Avocado Weekly Movie Thread (10/13)

This year we recognize the 30th anniversary of that film that mad everyone cry in 1990, Ghost! It’s easy to forget the existence of the movie these days. However, it was the highest grossing film of 1990 and at the time of its release the third highest grossing film of all time.

That’s the power of Swayze.

The movie was directed by … Jerry Zucker.

Yes, THAT Jerry Zucker.

The guy who was writer for The Kentucky Fried Movie and The Naked Gun and whose directing credits also include Airplane!, Top Secret! and Rat Race. Ghost was Zucker’s first film he directed on his own and not part of ZAZ (which also included Jim Abrahams and his brother, David Zucker). It seems to also be the first film (and only one of two films) that he ever worked on that was not a comedy. (It’s this and First Knight.)

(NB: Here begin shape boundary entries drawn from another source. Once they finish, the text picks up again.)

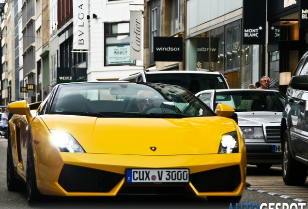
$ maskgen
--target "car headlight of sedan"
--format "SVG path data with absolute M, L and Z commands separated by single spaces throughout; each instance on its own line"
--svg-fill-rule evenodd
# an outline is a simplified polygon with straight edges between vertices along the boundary
M 242 127 L 241 130 L 245 139 L 264 138 L 263 130 L 261 127 Z
M 218 153 L 238 153 L 238 139 L 236 131 L 225 134 L 221 136 Z
M 49 129 L 52 141 L 62 152 L 86 152 L 78 142 L 70 134 Z

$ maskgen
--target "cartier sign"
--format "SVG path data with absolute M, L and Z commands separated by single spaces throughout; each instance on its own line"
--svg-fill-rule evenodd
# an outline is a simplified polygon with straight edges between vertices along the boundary
M 141 60 L 142 15 L 141 11 L 130 11 L 129 58 L 131 60 Z

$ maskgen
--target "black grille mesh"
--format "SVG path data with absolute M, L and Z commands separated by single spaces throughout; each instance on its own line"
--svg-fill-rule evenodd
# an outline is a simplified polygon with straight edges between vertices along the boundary
M 123 177 L 115 173 L 65 164 L 58 182 L 68 192 L 107 193 Z
M 238 165 L 191 174 L 190 180 L 199 192 L 231 192 L 241 182 Z
M 266 126 L 266 138 L 268 142 L 280 142 L 280 126 Z

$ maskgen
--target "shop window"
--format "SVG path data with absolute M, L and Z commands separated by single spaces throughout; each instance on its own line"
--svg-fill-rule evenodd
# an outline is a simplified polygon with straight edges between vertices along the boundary
M 182 31 L 182 0 L 170 1 L 170 35 Z
M 105 66 L 136 64 L 130 60 L 129 23 L 105 23 Z
M 224 27 L 222 26 L 213 30 L 210 33 L 211 71 L 219 71 L 222 73 L 224 70 L 225 49 Z
M 197 67 L 198 70 L 211 71 L 210 66 L 210 32 L 202 33 L 196 36 Z
M 226 68 L 225 71 L 238 69 L 240 67 L 241 27 L 240 21 L 226 25 Z
M 299 39 L 298 21 L 283 20 L 269 23 L 268 41 L 297 41 Z
M 289 60 L 286 52 L 282 53 L 282 57 L 284 57 L 286 60 Z M 279 89 L 279 59 L 280 52 L 275 51 L 269 53 L 269 76 L 271 78 L 269 88 L 270 89 Z M 286 62 L 287 63 L 287 61 Z M 281 66 L 283 68 L 283 66 Z
M 147 1 L 149 8 L 149 64 L 154 66 L 154 37 L 160 36 L 160 0 Z

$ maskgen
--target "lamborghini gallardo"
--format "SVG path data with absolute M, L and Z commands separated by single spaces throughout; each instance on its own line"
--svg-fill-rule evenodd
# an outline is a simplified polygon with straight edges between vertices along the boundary
M 60 84 L 42 102 L 8 106 L 7 182 L 46 195 L 193 194 L 238 202 L 245 188 L 243 133 L 182 87 Z

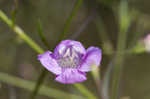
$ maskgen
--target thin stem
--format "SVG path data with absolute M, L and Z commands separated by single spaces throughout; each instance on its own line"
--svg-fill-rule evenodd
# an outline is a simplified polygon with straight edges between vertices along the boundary
M 34 86 L 35 86 L 35 83 L 32 81 L 24 80 L 19 77 L 15 77 L 15 76 L 2 73 L 2 72 L 0 72 L 0 81 L 2 81 L 3 83 L 16 86 L 16 87 L 26 89 L 28 91 L 33 91 Z M 48 96 L 48 97 L 58 98 L 58 99 L 62 99 L 62 97 L 64 99 L 68 99 L 69 97 L 74 98 L 74 99 L 84 99 L 84 97 L 82 96 L 78 96 L 78 95 L 71 94 L 71 93 L 66 93 L 64 91 L 57 90 L 54 88 L 49 88 L 48 86 L 45 86 L 45 85 L 41 86 L 39 90 L 39 94 Z
M 38 94 L 38 92 L 41 88 L 41 85 L 44 82 L 44 79 L 45 79 L 47 73 L 48 73 L 48 71 L 44 68 L 42 70 L 42 73 L 40 74 L 38 80 L 37 80 L 37 83 L 35 84 L 34 90 L 31 94 L 31 99 L 35 99 L 35 97 L 37 96 L 37 94 Z
M 17 25 L 13 25 L 13 22 L 8 19 L 8 17 L 0 10 L 0 18 L 8 24 L 8 26 L 21 38 L 23 39 L 31 48 L 33 48 L 37 53 L 43 53 L 44 50 L 37 45 L 26 33 Z
M 120 3 L 120 32 L 118 36 L 117 53 L 114 60 L 114 71 L 112 81 L 111 99 L 119 99 L 119 81 L 122 70 L 123 60 L 125 58 L 123 52 L 125 51 L 127 30 L 129 27 L 130 18 L 128 15 L 127 1 L 121 0 Z
M 87 96 L 88 99 L 97 99 L 86 87 L 84 87 L 82 84 L 74 84 L 74 86 L 85 96 Z
M 45 37 L 45 35 L 44 35 L 43 28 L 42 28 L 42 25 L 41 25 L 40 20 L 38 20 L 38 22 L 37 22 L 37 27 L 38 27 L 38 33 L 39 33 L 39 35 L 40 35 L 41 41 L 43 42 L 43 44 L 44 44 L 48 49 L 50 49 L 50 46 L 49 46 L 49 44 L 48 44 L 48 42 L 47 42 L 47 40 L 46 40 L 46 37 Z
M 100 69 L 97 66 L 92 66 L 91 74 L 93 76 L 93 79 L 95 81 L 98 94 L 101 97 L 101 79 L 100 79 Z

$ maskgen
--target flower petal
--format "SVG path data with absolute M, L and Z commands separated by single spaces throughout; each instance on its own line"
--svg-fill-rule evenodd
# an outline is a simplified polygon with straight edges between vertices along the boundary
M 61 67 L 58 66 L 56 60 L 51 57 L 52 53 L 50 51 L 45 52 L 44 54 L 38 55 L 38 60 L 41 64 L 54 74 L 61 73 Z
M 67 68 L 64 69 L 62 74 L 58 75 L 55 80 L 63 84 L 73 84 L 83 82 L 86 79 L 85 73 L 80 72 L 77 69 Z
M 54 55 L 56 57 L 63 55 L 66 49 L 69 47 L 73 47 L 76 52 L 81 54 L 85 54 L 86 52 L 84 46 L 80 42 L 74 40 L 64 40 L 61 41 L 60 44 L 55 48 Z
M 97 47 L 89 47 L 86 54 L 83 56 L 83 63 L 79 68 L 82 72 L 88 72 L 91 70 L 92 65 L 99 66 L 102 58 L 102 52 Z

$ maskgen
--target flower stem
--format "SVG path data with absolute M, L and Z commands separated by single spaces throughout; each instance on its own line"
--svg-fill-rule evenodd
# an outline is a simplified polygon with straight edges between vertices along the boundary
M 130 17 L 128 15 L 128 6 L 126 0 L 121 0 L 119 14 L 120 14 L 120 32 L 118 36 L 117 53 L 114 60 L 111 99 L 119 99 L 118 95 L 119 82 L 123 60 L 125 58 L 125 54 L 123 52 L 125 51 L 127 30 L 130 24 Z
M 6 73 L 0 72 L 0 81 L 3 83 L 7 83 L 16 87 L 20 87 L 26 89 L 28 91 L 33 91 L 35 83 L 32 81 L 24 80 L 19 77 L 15 77 Z M 61 90 L 57 90 L 54 88 L 49 88 L 48 86 L 42 85 L 39 90 L 40 95 L 48 96 L 50 98 L 57 98 L 57 99 L 68 99 L 69 97 L 72 99 L 84 99 L 82 96 L 78 96 L 71 93 L 66 93 Z
M 100 97 L 102 97 L 101 95 L 101 79 L 100 79 L 100 68 L 98 68 L 97 66 L 93 65 L 92 67 L 92 71 L 91 74 L 93 76 L 93 79 L 95 81 L 97 90 L 98 90 L 98 94 Z
M 87 96 L 88 99 L 97 99 L 86 87 L 84 87 L 82 84 L 74 84 L 74 86 L 85 96 Z

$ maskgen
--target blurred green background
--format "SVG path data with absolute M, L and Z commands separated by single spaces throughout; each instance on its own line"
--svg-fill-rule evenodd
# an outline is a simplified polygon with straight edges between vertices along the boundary
M 38 19 L 41 21 L 49 45 L 53 48 L 75 2 L 76 0 L 0 0 L 0 9 L 9 18 L 16 9 L 16 24 L 41 47 L 49 50 L 40 40 Z M 86 48 L 93 45 L 103 49 L 102 80 L 114 57 L 110 53 L 115 51 L 117 46 L 119 2 L 119 0 L 84 0 L 73 18 L 68 34 L 65 35 L 65 39 L 81 41 Z M 150 1 L 128 0 L 128 4 L 132 18 L 127 32 L 126 48 L 130 49 L 150 32 Z M 36 82 L 43 68 L 37 60 L 37 55 L 0 20 L 0 72 Z M 122 99 L 150 99 L 149 59 L 150 54 L 146 52 L 126 55 L 121 77 Z M 51 88 L 79 94 L 72 85 L 57 83 L 54 78 L 54 75 L 49 73 L 44 83 Z M 83 84 L 98 95 L 90 73 L 88 80 Z M 0 81 L 0 99 L 29 99 L 30 95 L 30 91 Z M 37 99 L 53 98 L 38 95 Z

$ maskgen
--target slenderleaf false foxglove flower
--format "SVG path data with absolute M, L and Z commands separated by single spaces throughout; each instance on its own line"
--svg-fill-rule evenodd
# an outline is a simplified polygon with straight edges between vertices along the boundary
M 150 34 L 144 38 L 144 45 L 147 52 L 150 52 Z
M 46 51 L 38 55 L 38 60 L 50 72 L 56 75 L 56 81 L 73 84 L 85 81 L 86 72 L 91 66 L 99 66 L 102 52 L 97 47 L 84 46 L 74 40 L 63 40 L 56 46 L 54 53 Z

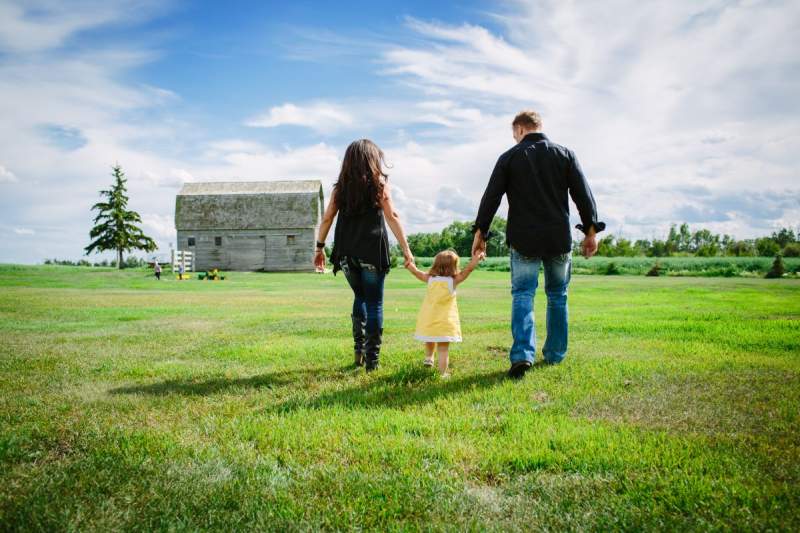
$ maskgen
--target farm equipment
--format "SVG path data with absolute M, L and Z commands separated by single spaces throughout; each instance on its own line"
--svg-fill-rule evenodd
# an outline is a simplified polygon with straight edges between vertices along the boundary
M 206 272 L 200 272 L 197 274 L 197 279 L 200 281 L 220 281 L 224 280 L 225 276 L 217 268 L 212 268 Z

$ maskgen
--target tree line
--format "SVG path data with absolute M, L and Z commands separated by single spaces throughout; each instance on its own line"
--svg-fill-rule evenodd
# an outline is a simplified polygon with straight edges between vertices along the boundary
M 506 220 L 495 217 L 491 226 L 486 255 L 508 255 L 506 245 Z M 602 235 L 602 234 L 601 234 Z M 755 239 L 736 239 L 719 235 L 702 228 L 692 231 L 688 224 L 672 225 L 665 239 L 630 240 L 607 234 L 598 240 L 597 255 L 605 257 L 800 257 L 800 233 L 781 228 L 770 236 Z M 433 257 L 442 250 L 455 250 L 461 257 L 472 251 L 472 222 L 455 221 L 441 232 L 413 233 L 408 235 L 408 245 L 417 257 Z M 580 253 L 580 241 L 573 241 L 573 252 Z

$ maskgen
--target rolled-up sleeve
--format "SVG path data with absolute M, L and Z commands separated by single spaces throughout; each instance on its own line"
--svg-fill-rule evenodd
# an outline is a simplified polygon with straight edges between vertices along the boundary
M 584 234 L 594 228 L 595 233 L 600 233 L 606 229 L 606 223 L 597 220 L 597 204 L 594 201 L 592 190 L 583 175 L 583 170 L 578 163 L 578 159 L 572 152 L 569 153 L 569 170 L 567 173 L 569 195 L 578 207 L 578 214 L 581 223 L 575 226 Z
M 481 198 L 478 216 L 472 226 L 473 233 L 480 230 L 483 237 L 488 239 L 489 227 L 492 225 L 492 219 L 494 219 L 494 215 L 500 207 L 500 201 L 506 193 L 507 185 L 508 169 L 503 157 L 500 157 L 494 166 L 492 176 L 489 178 L 489 184 L 486 186 L 486 191 L 484 191 Z

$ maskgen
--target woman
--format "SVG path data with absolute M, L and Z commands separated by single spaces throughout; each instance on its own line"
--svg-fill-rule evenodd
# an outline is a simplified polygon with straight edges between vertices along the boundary
M 378 368 L 381 350 L 383 280 L 390 266 L 386 224 L 400 244 L 406 265 L 414 261 L 392 205 L 389 176 L 383 166 L 383 152 L 372 141 L 361 139 L 347 147 L 339 179 L 322 216 L 314 256 L 316 269 L 324 270 L 325 238 L 339 213 L 331 262 L 333 273 L 344 271 L 353 289 L 355 363 L 358 366 L 366 363 L 367 372 Z

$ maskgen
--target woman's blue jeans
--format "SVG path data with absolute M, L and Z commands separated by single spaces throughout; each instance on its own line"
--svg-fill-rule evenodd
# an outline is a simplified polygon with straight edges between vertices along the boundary
M 536 321 L 533 299 L 539 285 L 539 268 L 544 266 L 544 292 L 547 295 L 547 339 L 542 354 L 548 363 L 560 363 L 567 354 L 567 287 L 572 272 L 569 253 L 556 257 L 525 257 L 511 249 L 511 335 L 514 344 L 511 364 L 536 356 Z
M 353 289 L 353 317 L 366 318 L 367 336 L 383 328 L 383 281 L 386 273 L 358 259 L 342 259 L 344 277 Z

Zucker’s main contribution to the film was the pacing, which he learned from the spoof movies he had been involved in. The original script by Bruce Joel Rubin had originally been darker, but Zucker gave the film a more light touch. Rubin, by the way, won for Best Original Screenplay.

That’s another thing that we tend to forget: it was nominated for five whole Academy Awards, including Best Picture. The other person other than Rubin taking home the Academy award was Whoopi Goldberg, who won for best Supporting Actress on her way to earning that EGOT.

Do you know what’s kind of appalling? She was only the second ever African-American woman to win an award for acting. The first being Hattie McDaniel for Gone With The Wind.

Vincent Schiavelli is also on hand in what is probably his most iconic role as the distressed ghost that lurks in the subway and teaches Swayze the way of the spook-em-ups.

Huge box office, Academy Award nominated, and features some great acting. Of course, nowadays we mostly remember it as the movie with the sexy pottery scene.

Today’s prompt: what is your favorite supernatural romance?